Malaysia: Die Einheit wird brüchig
50 Jahre nach der Unabhängigkeit nehmen im Vielvölkerstaat die Spannungen zu. Die Regierungspolitik bevorzugt ethnische Malaiien.
BANGKOK taz Nach außen hin zelebriert Malaysia am Freitag stolz 50 Jahre Unabhängigkeit von Großbritannien. Militärparade und Jugend-Marathon sind geplant, die Städte sind mit Glückwunschtransparenten gepflastert, die die nationale Einheit feiern. Dabei ist längst nicht allen im Vielvölkerstaat zum Feiern zumute. Im 26 Millionen-Einwohner-Land - 60 Prozent sind ethnische Malaien, hinzu kommen eine chinesische und indische Minderheit sowie weitere Volksgruppen - kommt es zunehmend zu ethnisch-religiösen Spannungen. "Wenn wir uns den sozialen Zusammenhalt und all die religiösen Probleme anschauen, gibt es eine Menge, worüber wir uns Sorgen machen müssen", so Steven Gan, Chefredakteur der regierungskritischen Onlinezeitung "Malaysiakini".

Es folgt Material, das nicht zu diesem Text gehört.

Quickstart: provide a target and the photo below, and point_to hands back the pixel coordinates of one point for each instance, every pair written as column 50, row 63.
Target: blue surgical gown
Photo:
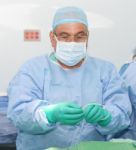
column 129, row 76
column 41, row 82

Schlagzeilen machte jüngst der Fall der Konvertitin Lina Joy. Die Malaiin war bereits vor Jahren zum Christentum übergetreten. Doch diese Entscheidung will Malaysias Justiz nicht anerkennen und forderte Joy auf, sie solle sich einem islamischen Gericht stellen. Doch islamisches Recht verbietet eine Abkehr vom Islam. Zunehmend polarisiert die Religionszugehörigkeit Malaysias Gesellschaft. Für einen landesweiten Aufschrei sorgte kürzlich die Bemerkung von Vizepremier und Verteidigungsminister Najib Razak, Malaysia sei "ein islamischer Staat". Premier Abdullah Badawi bemühte sich eiligst, die Äußerungen seines Vize herunterzuspielen: Malaysia sei weder ein säkularer noch ein theokratischer Staat, sondern eine Vielvölkernation, welche Religionsfreiheit gewähre. Chinesen und Inder fühlen sich dadurch keineswegs beruhigt. Erst vor kurzem erklärte der Politveteran und parlamentarische Oppositionsführer Lim Kit Siang von der chinesisch geprägten "Democratic Action Party", das einstige Bestreben nach einer einheitlichen malaysischen Gesellschaft sei gescheitert.
Wie groß der Wunsch nach nationaler Einheit und Chancengleichheit ist, zeigt ein Bericht des "Asian Strategy and Leadership Institute", der jüngste Umfrageergebnisse zusammenfasst. Viele Befragte zeigten sich besorgt über die wachsende Kluft zwischen Muslimen und Nichtmuslimen. Verschärft haben sich die heutigen Spannungen auch wegen der von der Regierung vor mehr als 30 Jahren initiierten "Neuen Wirtschaftspolitik" (NEP). Seit der Unabhängigkeit hat im Land praktisch eine Partei das Sagen, die "United Malays National Organisation" (Umno). Die NEP sollte die Armut bekämpfen und die ethnischen Malaien gegenüber den wirtschaftlich erfolgreicheren Chinesen oder Indern besser stellen. Kritiker monieren allerdings, dass diese nur dazu diente, den Führungsanspruch der Umno zu zementieren. Der bekannte Oppositionelle Anwar Ibrahim plädiert daher dafür, die NEP-Nachfolgeprogramme einzustellen. Die ärmere Bevölkerung habe nichts davon.
Angesichts der Kritik im eigenen Land verwundert es nicht, dass die Regierung kürzlich äußerst empfindlich auf Äußerungen des EU-Gesandten Thierry Rommel reagierte. Rommel hatte gesagt, die protektionistische Politik der Umno habe lediglich zu Diskriminierung geführt - und löste damit heftige diplomatische Verwicklungen aus.